Boris Johnson today defied a huge Tory backlash to insist coronavirus testing on arrival at airports would only give a ‘false sense of security’.
MPs voiced frustration as Mr Johnson again poured cold water on the idea, despite desperate pleas to reform the Government’s blanket travel quarantine policy in order to prevent the ‘demise’ of the aviation sector.
The premier said Public Health England believed only seven per cent of cases could be caught by screening people on arrival.
Speaking during a visit to a HS2 site in Solihull, he said he understood the ‘difficulties’ faced by the air industry but the 14 day self isolation requirement remained ‘vital’.
A No10 spokesman added: ‘Testing at the border does not work to catch people who may go on to get the virus.’
But Conservative MP Henry Smith, who chairs the all-party group on aviation, pointed out that other major countries such as Germany and France were already introducing testing at airports.
He said the government could not allow the UK to be at a ‘competitive disadvantage’.

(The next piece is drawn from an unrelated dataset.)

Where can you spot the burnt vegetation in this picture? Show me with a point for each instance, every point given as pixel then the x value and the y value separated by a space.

A growing band of Tory rebels are hoping that airport testing could be the next in a string of government policy U-turns. In a potential chink of light, Grant Shapps today admitted that the move could halve the 14-day quarantine period.
While he stressed routine screening was not a ‘silver bullet’, Mr Shapps suggested that it could be a way of reducing the restrictions on travellers from higher-infection countries.
The comments came as the Cabinet minister conceded that the government’s quarantine rules are causing ‘confusion’, after England kept Portugal on the safe list – despite Scotland and Wales imposing curbs.
Amid rising anger from bewildered holidaymakers that the system amounts to ‘roulette’, the he said starkly different approaches within the UK were a problem.
But he insisted that the Westminster government had assessed the best evidence and concluded that Portugal was still low-risk, and swiped at Scotland for decreeing that travellers from Greece must self-isolate this week before even seeing the latest data.